Can we easily get a capacity measurement of the battery?
Short answer – no, you can’t.
Medium answer – Tesla is doing it right, because they constantly track and plot over time – this is what is necessary for us to reliably track capacity. I assume that they also account for the factors listed below.
Longer answer – the problem is that you cannot track capacity by a single measurement. The following factors can affect a capacity measurement / guess:
- recent environmental temperature
- recent pack temperature
- how hard it has been driven lately
- driving in L vs D mode
- how far down the battery has been used
- how far up the battery has been charged
While each of those may only impact by a percent or two, combining them all together means that you can get an annual swing of +/- 5% or more.
Considering that we are only seeing up to 5%-10% loss by 100,000 miles, that makes measuring capacity very difficult.
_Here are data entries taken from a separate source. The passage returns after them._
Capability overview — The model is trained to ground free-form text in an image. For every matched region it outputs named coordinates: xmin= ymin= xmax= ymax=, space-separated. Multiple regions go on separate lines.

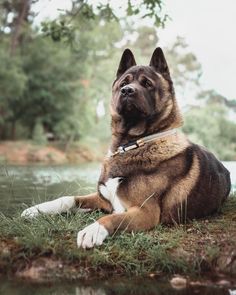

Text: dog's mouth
xmin=118 ymin=96 xmax=146 ymax=117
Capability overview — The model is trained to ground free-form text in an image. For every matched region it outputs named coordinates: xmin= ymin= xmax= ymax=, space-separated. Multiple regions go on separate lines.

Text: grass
xmin=0 ymin=195 xmax=236 ymax=278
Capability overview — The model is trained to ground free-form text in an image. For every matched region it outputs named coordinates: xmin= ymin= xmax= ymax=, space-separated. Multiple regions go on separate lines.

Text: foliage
xmin=32 ymin=120 xmax=47 ymax=145
xmin=42 ymin=0 xmax=169 ymax=46
xmin=183 ymin=103 xmax=236 ymax=161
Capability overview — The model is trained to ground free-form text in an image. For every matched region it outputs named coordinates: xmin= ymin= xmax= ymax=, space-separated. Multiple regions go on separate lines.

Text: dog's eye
xmin=143 ymin=79 xmax=152 ymax=87
xmin=120 ymin=81 xmax=128 ymax=87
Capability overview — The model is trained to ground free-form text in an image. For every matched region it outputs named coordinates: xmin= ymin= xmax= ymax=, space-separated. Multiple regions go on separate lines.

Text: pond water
xmin=0 ymin=278 xmax=236 ymax=295
xmin=0 ymin=162 xmax=236 ymax=295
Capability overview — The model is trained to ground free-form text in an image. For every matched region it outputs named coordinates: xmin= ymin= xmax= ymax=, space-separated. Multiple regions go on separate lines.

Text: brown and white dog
xmin=22 ymin=48 xmax=230 ymax=248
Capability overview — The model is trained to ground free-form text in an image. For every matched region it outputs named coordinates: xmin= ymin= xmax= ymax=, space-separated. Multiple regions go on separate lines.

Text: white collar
xmin=109 ymin=129 xmax=177 ymax=157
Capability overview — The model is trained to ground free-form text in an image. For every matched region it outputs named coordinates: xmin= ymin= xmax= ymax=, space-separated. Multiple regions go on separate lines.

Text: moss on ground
xmin=0 ymin=195 xmax=236 ymax=280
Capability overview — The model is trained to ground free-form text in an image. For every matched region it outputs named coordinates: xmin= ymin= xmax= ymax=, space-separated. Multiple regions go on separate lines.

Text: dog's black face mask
xmin=112 ymin=48 xmax=172 ymax=126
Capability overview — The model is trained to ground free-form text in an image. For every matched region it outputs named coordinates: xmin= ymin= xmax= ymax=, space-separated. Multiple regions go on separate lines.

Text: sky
xmin=35 ymin=0 xmax=236 ymax=99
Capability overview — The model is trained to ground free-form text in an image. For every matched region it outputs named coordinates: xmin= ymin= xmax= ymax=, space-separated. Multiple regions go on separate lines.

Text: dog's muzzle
xmin=120 ymin=85 xmax=135 ymax=97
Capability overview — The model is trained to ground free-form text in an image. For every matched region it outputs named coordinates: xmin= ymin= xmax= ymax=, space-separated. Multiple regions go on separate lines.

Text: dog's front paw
xmin=21 ymin=206 xmax=40 ymax=218
xmin=77 ymin=221 xmax=109 ymax=249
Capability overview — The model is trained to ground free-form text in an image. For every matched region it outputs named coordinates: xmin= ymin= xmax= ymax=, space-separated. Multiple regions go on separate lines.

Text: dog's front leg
xmin=21 ymin=193 xmax=112 ymax=218
xmin=77 ymin=204 xmax=160 ymax=249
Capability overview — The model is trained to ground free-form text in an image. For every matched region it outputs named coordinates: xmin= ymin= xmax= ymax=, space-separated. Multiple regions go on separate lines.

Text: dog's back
xmin=162 ymin=143 xmax=231 ymax=223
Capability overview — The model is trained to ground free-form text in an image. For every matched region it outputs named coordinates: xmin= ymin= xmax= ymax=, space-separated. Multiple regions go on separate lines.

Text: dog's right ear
xmin=116 ymin=48 xmax=136 ymax=79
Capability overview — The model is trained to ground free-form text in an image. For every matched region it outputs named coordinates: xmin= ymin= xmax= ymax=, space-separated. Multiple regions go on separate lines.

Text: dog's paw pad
xmin=77 ymin=221 xmax=108 ymax=249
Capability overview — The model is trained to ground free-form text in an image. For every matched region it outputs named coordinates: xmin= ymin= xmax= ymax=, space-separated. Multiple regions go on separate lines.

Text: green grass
xmin=0 ymin=196 xmax=236 ymax=277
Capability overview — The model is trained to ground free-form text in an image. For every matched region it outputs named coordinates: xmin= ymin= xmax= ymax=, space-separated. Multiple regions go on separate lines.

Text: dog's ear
xmin=116 ymin=48 xmax=136 ymax=79
xmin=149 ymin=47 xmax=170 ymax=76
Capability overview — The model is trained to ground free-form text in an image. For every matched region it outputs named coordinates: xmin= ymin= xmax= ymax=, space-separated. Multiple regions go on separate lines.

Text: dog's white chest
xmin=99 ymin=177 xmax=125 ymax=213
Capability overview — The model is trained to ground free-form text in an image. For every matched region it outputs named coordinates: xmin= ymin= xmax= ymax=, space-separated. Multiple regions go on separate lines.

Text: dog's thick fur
xmin=22 ymin=48 xmax=230 ymax=248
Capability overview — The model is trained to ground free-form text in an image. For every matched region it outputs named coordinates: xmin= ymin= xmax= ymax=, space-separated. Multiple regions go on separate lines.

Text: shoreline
xmin=0 ymin=195 xmax=236 ymax=285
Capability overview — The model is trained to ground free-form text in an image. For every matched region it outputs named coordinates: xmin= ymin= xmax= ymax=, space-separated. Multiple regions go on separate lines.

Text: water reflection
xmin=0 ymin=279 xmax=236 ymax=295
xmin=0 ymin=163 xmax=100 ymax=214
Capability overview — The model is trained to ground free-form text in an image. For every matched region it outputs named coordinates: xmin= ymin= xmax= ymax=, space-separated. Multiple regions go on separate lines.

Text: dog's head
xmin=111 ymin=47 xmax=183 ymax=135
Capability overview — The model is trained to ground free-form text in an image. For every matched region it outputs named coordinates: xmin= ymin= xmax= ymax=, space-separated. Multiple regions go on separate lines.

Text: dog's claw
xmin=77 ymin=221 xmax=108 ymax=249
xmin=21 ymin=206 xmax=40 ymax=218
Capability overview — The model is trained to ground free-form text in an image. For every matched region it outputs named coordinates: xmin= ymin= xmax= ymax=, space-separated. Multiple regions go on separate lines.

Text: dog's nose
xmin=120 ymin=85 xmax=135 ymax=96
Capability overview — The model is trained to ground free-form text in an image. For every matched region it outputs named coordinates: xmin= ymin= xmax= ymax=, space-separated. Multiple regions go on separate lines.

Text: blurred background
xmin=0 ymin=0 xmax=236 ymax=164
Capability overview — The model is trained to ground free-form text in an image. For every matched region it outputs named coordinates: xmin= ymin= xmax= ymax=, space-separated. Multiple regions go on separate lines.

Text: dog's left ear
xmin=116 ymin=48 xmax=136 ymax=79
xmin=149 ymin=47 xmax=170 ymax=76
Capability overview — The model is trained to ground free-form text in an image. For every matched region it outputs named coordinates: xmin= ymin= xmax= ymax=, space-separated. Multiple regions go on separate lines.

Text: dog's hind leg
xmin=21 ymin=193 xmax=111 ymax=218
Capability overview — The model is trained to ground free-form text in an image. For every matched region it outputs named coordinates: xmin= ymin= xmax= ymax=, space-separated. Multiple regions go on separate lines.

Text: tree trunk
xmin=10 ymin=0 xmax=30 ymax=56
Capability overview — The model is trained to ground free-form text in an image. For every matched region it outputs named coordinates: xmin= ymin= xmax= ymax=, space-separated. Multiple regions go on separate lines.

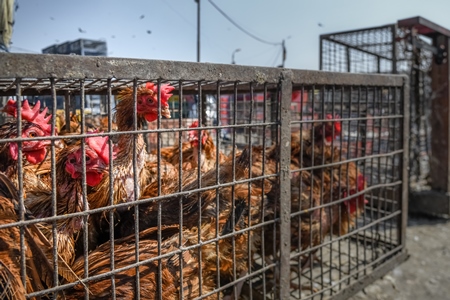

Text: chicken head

Furthermore, in order to measure degradation, you must have had a very accurate measurement when you first got the car. Maybe the car started with 57kWh or maybe 63 (we have seen cars anywhere between those two). So if I measure 55 now, does that mean 8 kWh loss or 2 kWh loss?
Lastly, even if you have a 2017/2018 and grab the value from OBD2 – that doesn’t really tell you much. You might see 55.8kWh in December, and in July see 58.2kWh. So what does that tell me?
Having said all that, if you want to get a present capacity measurement, charge to 100% and ensure that the “energy used since last full charge” has reset to 0. Drive to below 10%. Using OBD2 (or even the myChevy app) divide the kWh used by 1-(percent remaining). This will give you a present capacity measurement, but as I mentioned due to the factors above, you could immediately do this again, and have a 5% difference.
e.g. – 55.2kWh used with 4% remaining – 55.2/(1-0.04) = 55.2/0.96 = 57.5kWh available.